Part 1 of 2
He’s sold over 65 million books in the United States alone. And his TV show has been seen by children in more than 100 countries and territories around the world.
Who am I talking about?
Marc Brown, of course.
It’s been 35 years since Marc’s lovable aardvark, Arthur, made his debut in 1976 in “Arthur’s Nose.”
And after all these years, Marc is still shocked by Arthur’s success. “No one is more surprised than myself,” the author told me in a phone interview. “I thought maybe one or two books about this character. I never ever dreamed of television. This has been an amazing adventure that Arthur has taken me along with him on. I just feel luck to be along for the ride.”

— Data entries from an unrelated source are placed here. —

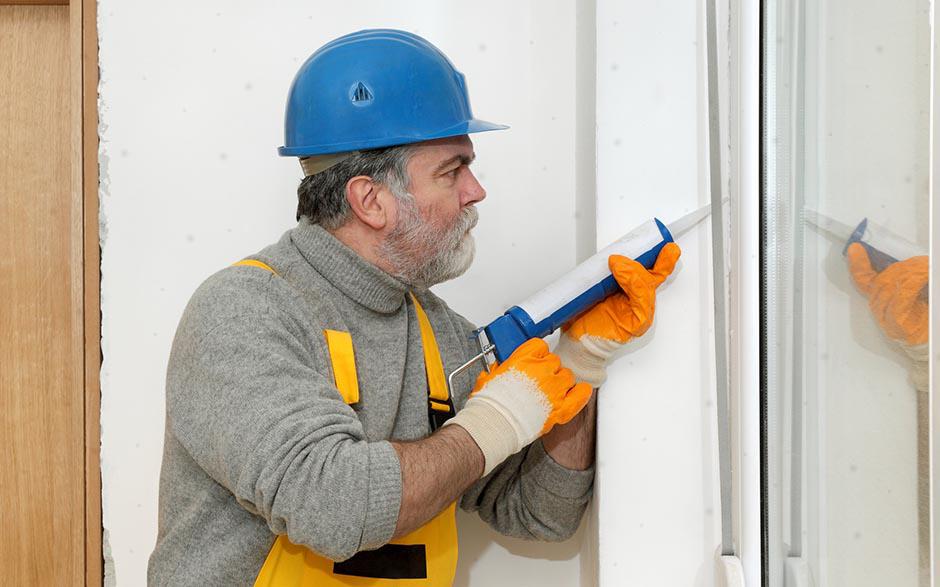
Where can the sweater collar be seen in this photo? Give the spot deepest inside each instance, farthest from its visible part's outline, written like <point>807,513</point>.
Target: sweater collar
<point>359,279</point>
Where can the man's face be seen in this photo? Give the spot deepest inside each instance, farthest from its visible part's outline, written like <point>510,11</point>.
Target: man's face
<point>431,240</point>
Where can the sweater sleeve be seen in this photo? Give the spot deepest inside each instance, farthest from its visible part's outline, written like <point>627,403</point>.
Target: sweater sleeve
<point>529,495</point>
<point>247,401</point>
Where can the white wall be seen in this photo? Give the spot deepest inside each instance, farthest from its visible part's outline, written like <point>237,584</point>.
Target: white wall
<point>191,108</point>
<point>867,101</point>
<point>658,517</point>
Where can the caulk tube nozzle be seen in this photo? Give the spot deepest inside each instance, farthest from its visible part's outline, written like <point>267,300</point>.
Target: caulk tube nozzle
<point>576,292</point>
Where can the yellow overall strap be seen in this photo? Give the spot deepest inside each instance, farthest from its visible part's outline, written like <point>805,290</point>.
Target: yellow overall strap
<point>426,557</point>
<point>344,364</point>
<point>437,383</point>
<point>339,345</point>
<point>254,263</point>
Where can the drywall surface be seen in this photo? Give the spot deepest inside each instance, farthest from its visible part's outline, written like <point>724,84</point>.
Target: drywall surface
<point>191,110</point>
<point>657,498</point>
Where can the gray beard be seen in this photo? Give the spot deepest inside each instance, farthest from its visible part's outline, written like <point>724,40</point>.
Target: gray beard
<point>423,254</point>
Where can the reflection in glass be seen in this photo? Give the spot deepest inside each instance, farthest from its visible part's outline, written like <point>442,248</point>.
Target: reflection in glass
<point>845,233</point>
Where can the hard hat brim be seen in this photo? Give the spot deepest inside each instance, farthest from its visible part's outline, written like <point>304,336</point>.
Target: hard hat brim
<point>464,128</point>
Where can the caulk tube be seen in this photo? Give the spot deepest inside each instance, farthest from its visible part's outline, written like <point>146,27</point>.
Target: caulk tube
<point>576,292</point>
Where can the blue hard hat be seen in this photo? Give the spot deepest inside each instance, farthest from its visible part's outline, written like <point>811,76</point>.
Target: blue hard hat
<point>376,88</point>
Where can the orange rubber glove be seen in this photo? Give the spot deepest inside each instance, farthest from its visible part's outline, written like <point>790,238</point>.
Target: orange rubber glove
<point>588,342</point>
<point>521,399</point>
<point>897,297</point>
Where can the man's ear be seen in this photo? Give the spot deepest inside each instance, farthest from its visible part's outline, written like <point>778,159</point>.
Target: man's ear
<point>365,198</point>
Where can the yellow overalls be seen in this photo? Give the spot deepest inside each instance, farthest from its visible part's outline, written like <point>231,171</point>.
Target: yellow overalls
<point>426,557</point>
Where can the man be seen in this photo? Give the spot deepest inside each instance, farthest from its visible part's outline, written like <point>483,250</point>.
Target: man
<point>311,439</point>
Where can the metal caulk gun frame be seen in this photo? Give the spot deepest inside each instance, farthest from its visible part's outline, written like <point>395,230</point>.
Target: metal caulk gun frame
<point>488,350</point>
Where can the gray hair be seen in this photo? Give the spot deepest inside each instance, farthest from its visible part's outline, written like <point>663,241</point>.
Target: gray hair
<point>321,198</point>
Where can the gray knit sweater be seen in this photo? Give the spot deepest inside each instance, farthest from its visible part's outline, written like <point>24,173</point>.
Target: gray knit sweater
<point>258,439</point>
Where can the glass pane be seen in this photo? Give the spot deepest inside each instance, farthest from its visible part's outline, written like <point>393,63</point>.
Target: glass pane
<point>846,102</point>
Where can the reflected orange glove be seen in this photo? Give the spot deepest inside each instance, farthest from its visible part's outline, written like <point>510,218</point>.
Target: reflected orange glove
<point>587,343</point>
<point>897,297</point>
<point>521,399</point>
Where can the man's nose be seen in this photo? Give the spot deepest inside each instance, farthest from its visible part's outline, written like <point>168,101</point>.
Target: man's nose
<point>472,192</point>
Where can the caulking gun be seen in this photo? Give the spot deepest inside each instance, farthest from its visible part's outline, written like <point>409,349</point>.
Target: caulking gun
<point>574,293</point>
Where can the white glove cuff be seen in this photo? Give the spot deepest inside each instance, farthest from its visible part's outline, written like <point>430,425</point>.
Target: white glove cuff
<point>503,417</point>
<point>490,430</point>
<point>587,357</point>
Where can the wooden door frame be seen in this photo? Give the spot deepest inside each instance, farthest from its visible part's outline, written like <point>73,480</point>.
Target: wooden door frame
<point>84,235</point>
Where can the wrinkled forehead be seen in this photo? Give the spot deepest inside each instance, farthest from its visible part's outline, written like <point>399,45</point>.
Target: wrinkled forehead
<point>431,156</point>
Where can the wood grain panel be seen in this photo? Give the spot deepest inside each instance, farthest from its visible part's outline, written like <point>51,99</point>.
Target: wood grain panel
<point>42,500</point>
<point>84,27</point>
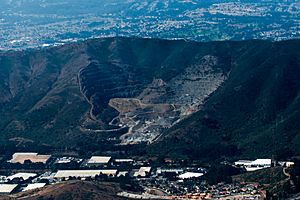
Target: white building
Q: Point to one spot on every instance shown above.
(188, 175)
(83, 173)
(34, 186)
(99, 160)
(7, 188)
(161, 171)
(120, 161)
(255, 164)
(24, 176)
(33, 157)
(142, 172)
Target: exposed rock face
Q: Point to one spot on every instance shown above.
(162, 104)
(211, 99)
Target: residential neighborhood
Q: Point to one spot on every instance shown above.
(171, 180)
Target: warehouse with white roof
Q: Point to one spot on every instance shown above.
(83, 173)
(7, 188)
(99, 160)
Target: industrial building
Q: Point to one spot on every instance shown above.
(98, 161)
(32, 157)
(6, 189)
(83, 173)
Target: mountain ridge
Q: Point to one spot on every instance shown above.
(68, 83)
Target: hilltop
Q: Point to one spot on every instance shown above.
(215, 99)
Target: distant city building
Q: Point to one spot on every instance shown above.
(188, 175)
(254, 165)
(83, 173)
(142, 172)
(123, 161)
(162, 171)
(7, 188)
(32, 157)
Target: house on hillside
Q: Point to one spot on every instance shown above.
(253, 165)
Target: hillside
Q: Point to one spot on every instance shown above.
(254, 113)
(74, 190)
(210, 99)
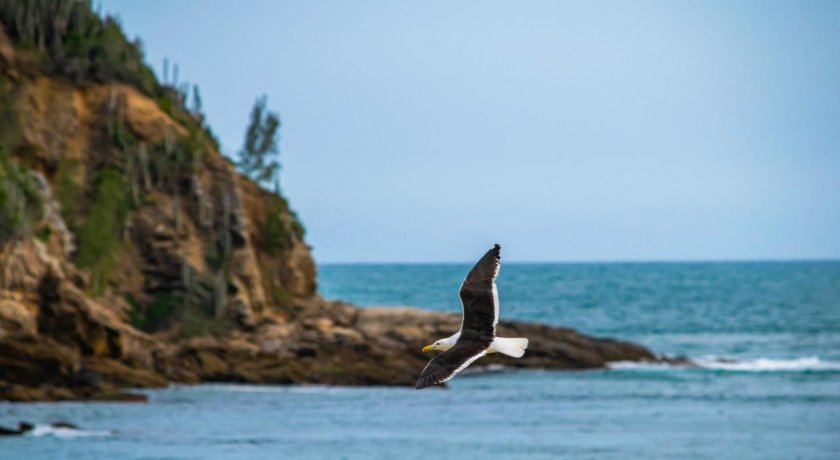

It’s been almost 10 years since Marc last released a new Arthur book, but this spring, in honor of Arthur’s 35th anniversary, Marc has created a new read, “Arthur Turns Green.”
It was request from his publisher (Little, Brown and Company Books for Young Readers) that started Marc thinking about crafting a new book. It was also suggested that the book focus on the environment.
“My first reaction was Ugh, that sounds kind of dull,” Marc said. “We’re all bombarded by the things we need to do to save the planet.”
Marc spent a lot of time thinking of how he could make the subject fun for kids and couldn’t come up with anything. He was actually looking for other subject matter when an idea came to him. “What if D.W. thought that Arthur was really turning green?” Marc thought. “I love that expression — turning green, going green. That kind of started the whole story unfolding for me.”
Arthur, of course, isn’t really turning green. He’s working on a school project on ways to save energy at home, but D.W. doesn’t know that.
With all the notoriety one would think Marc always planned on becoming an author/illustrator. But he says that’s far from the truth. “I think it was by default after being fired after from many other jobs,” he joked.
“I was telling a bedtime story to my son one night, when I guess that proverbial light bulb went off over my head. And I finished the bedtime story and I thought ‘Wow, this is what I really want to do as a job. I love telling stories, drawing pictures and working with kids.”
And kids love Marc’s books. They love them because the characters feel real to them, Marc said. “Arthur doesn’t always get it right. He’s this little character who is trying to navigate the mud puddles of life. And sometimes he steps in them and gets all muddy and wet. It takes him a while to figure things out.”
Arthur’s world is representative to the world humans live in, Marc said. We have all different kinds of people, races, religions and colors of skin.
“It seemed like animals are things that kids relate to easily,” he said. “And by using different kinds of animals, it’s like all kids can relate to these characters. You’re not only working with children who are all blue-eyed and blond-haired. It immediately opens the possibility for every child to relate to them easily.”